The waterway, called the Thorofare, takes canoeists and touring kayakers on a secluded adventure far from the busy, touristy 23,000-acre lake, which is lined with resorts and cabins.
The osprey pulls out of its dive just before hitting the water, apparently giving up on its target, one of the lake's fish.
Getting to Upper Priest Lake, which lies in an awe-inspiring setting at the base of 7,600-foot Selkirk Mountain peaks, is an easy paddle.
Canoeists and kayakers launch from the white, sandy beaches of the Lionhead unit of Priest Lake State Park and paddle about a half-mile across the large lake.
Morning is the best time to launch because ski boats aren't on the lake yet, and the water is usually glassy.
Within minutes, you're paddling along the Thorofare and leaving behind signs of civilization. You are entering the Upper Priest Lake Scenic Area, which is protected from development.
Soon you're taking in nature's perfume — the sweet smell of the cedar, hemlock and white pine forest.
You're passing lime-green, velvety mossy banks and trees with long strands of lichen resembling light grayish-green silk.
"Have you seen any moose?" is the common question from other paddlers navigating the waterway. The area is known for moose, and everyone wants to see one along the waterway. Look closely, you might also see a whitetail deer, bear or bald eagle.
A variety of ducks swim along the banks, too, apparently unafraid of paddlers.

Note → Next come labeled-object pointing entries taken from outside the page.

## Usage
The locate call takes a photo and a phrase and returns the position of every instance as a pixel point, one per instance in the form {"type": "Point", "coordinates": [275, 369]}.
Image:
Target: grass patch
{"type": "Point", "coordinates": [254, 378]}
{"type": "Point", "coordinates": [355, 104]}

Woodpeckers pound out signals, which echo through the northern woods.
It's 21/2; to 3 miles to Upper Priest Lake, depending on where you launch on the big lake. You also can camp at Beaver Creek Campground on the west side of the lake and paddle to the Thorofare. The campground has a portage trail to a canoe launch on the waterway if you don't want to paddle across the open water of the big lake.
As you float along the Thorofare, look down into the clear waters at the mosaic of sunken logs on the bottom of the waterway.
The logs have a mysterious look in the combination of shadows and glistening sunlight.
Watch closely for large fish darting across the crystalized sandy bottom.
Another pair of canoeists goes by.
"Have you seen any moose?"
"Nope," we answer.
The two paddlers are heading back to the large lake after spending a night on Upper Priest Lake.
The lake has several boat-, mountain bike- and hiker-accessible campgrounds, including one at the end of the Thorofare with a toilet and a bear box.
Yes, this is bear country, and you have to be bear smart when camping. The area has black bears and is also grizzly habitat. You'll see warning signs about grizzlies.
Besides bears, the area, only 30 miles from the Canadian border, is home to woodland caribou, which are considered one of the most critically endangered mammals in the U.S.
As you continue your paddle looking for moose and other critters, don't be surprised if you meet motorized boats along the way. The Thorofare is open to motorized boats but is restricted to a no-wake zone.
July and August are busy months on the Thorofare, so if you want to avoid the crowds, you might schedule a paddling trip earlier in summer or later in fall.
But no matter who you meet along the way — moose or motor boats — the Thorofare is an ideal paddling adventure for canoeists.